Brain food


If you are reading this, you might want to thank Homo erectus, or others of our early ancestors who learned how to do two things: eat meat and cook their food. Those dietary advances likely jump-started the evolution of the big, efficient brain that makes us Homo sapiens.
Two recently published scientific studies have added to evidence that the boost in available dietary nutrients gained by cooking foods, and particularly from cooking meats, provided the extra energy and social changes leading to the modern human brain.
Results of one recent study, published last month in the journal Proceedings of the National Academy of Sciences, compared the brain sizes of various primates along with the time each spends, or spent, on feeding each day. The brain, it turns out, requires considerable fuel to function – the human brain claims about 20 percent of the human body’s resting energy consumption.

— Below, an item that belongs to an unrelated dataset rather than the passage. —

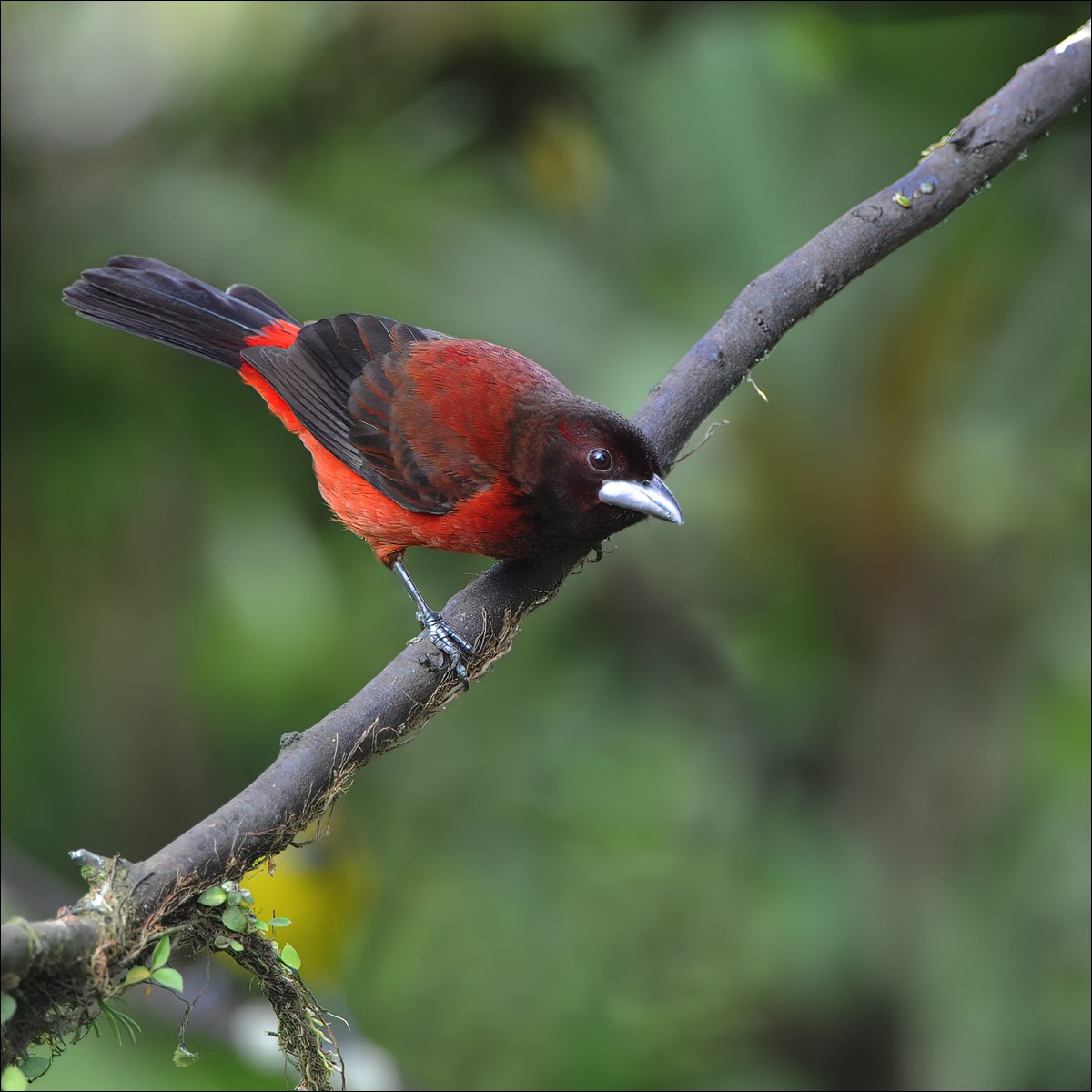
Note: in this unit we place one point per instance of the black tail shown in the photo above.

But there is only so much a primate can eat, and only so many hours in the day in which to eat it. Gorillas are much larger than humans, but have smaller brains with fewer neurons. They spend most of their days eating raw vegetables in order to metabolize enough energy to fuel their bodies. So did our early ancestors such as Homo habilis.
The study, from researchers at the University of Rio de Janeiro in Brazil, found that “such a metabolic limitation was overcome in the human lineage by the advent of cooking food, which greatly increases the caloric yield of the diet, as a result of the greater ease of chewing, digestion, and absorption of foods.” They also note that the earlier addition of raw meat to the diet of earlier hominins may also have contributed to increase its caloric content, raw meat is difficult to chew and ingest, whereas cooked meat is easier to chew and has a higher caloric yield.

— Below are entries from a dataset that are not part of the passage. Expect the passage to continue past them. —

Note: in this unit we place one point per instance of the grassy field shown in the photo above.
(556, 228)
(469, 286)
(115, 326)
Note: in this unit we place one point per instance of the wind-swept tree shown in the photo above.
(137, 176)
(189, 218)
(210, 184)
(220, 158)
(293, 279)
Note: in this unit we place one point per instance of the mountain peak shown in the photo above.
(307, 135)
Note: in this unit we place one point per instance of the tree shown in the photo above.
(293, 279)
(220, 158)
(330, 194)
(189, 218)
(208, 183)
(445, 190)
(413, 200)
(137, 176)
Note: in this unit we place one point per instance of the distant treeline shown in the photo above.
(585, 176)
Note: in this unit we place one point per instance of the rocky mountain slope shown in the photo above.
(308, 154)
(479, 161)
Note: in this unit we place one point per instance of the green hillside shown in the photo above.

In addition, they found that cooking “would also have increased the time available for social and more cognitively demanding activities, which in turn would impose a positive pressure for increased numbers of neurons, now affordable by the new diet.”

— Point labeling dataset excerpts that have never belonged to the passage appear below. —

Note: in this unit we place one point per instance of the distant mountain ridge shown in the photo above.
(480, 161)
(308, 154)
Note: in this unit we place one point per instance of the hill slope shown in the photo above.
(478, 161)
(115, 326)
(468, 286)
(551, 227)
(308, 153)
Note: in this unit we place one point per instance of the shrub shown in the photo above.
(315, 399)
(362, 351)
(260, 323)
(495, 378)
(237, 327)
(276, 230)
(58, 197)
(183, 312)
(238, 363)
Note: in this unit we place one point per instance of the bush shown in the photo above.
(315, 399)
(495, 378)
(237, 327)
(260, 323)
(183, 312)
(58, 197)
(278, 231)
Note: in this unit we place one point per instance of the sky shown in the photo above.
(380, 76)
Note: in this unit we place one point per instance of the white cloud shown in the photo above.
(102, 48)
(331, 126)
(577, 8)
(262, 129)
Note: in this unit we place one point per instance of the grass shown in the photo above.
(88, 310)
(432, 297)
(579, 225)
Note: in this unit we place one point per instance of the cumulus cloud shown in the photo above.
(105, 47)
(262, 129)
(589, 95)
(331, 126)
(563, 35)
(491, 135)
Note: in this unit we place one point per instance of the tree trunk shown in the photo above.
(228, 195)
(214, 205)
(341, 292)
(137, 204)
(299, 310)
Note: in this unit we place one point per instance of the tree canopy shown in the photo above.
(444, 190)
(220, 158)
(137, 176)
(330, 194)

Another research report, based on archeological studies in the Olduvai Gorge in Tanzania, recently was published in the online scientific journal PLOS One. In this study, researchers examined a 1.5-million-year-old skull of a malnourished hominin child. The skull shows signs of porotic hyperostosis, a form of anemia caused by deficiencies in vitamins B9 and B12, which likely occurred at weaning, according to the researchers. They theorize that by the time the child lived, our hominin ancestors had become regular meat eaters, which resulted in evolution of larger brains and more social organization. A period of scarcity of animal proteins could have negatively altered the nutritional content of the child’s mother’s breast milk or the child’s own diet to the extent that her nursing child ultimately died from malnourishment.
In a Live Science article, lead researcher Manuel Domínguez-Rodrigo, from the University in Madrid, says the findings from Olduvai Gorge suggest that "human brain development could not have existed without a diet based on regular consumption of meat." He adds that regular consumption of meat at that time implies humans were hunters by then, as scavenging only rarely provides access to meat and is only feasible in African savannas on a seasonal basis.
"I know this will sound awful to vegetarians, but meat made us human," Domínguez-Rodrigo says.
For an interesting analysis of the role of diet in human evolution, read “Catching Fire: How cooking made us human,” a book by primatologist Richard Wrangham.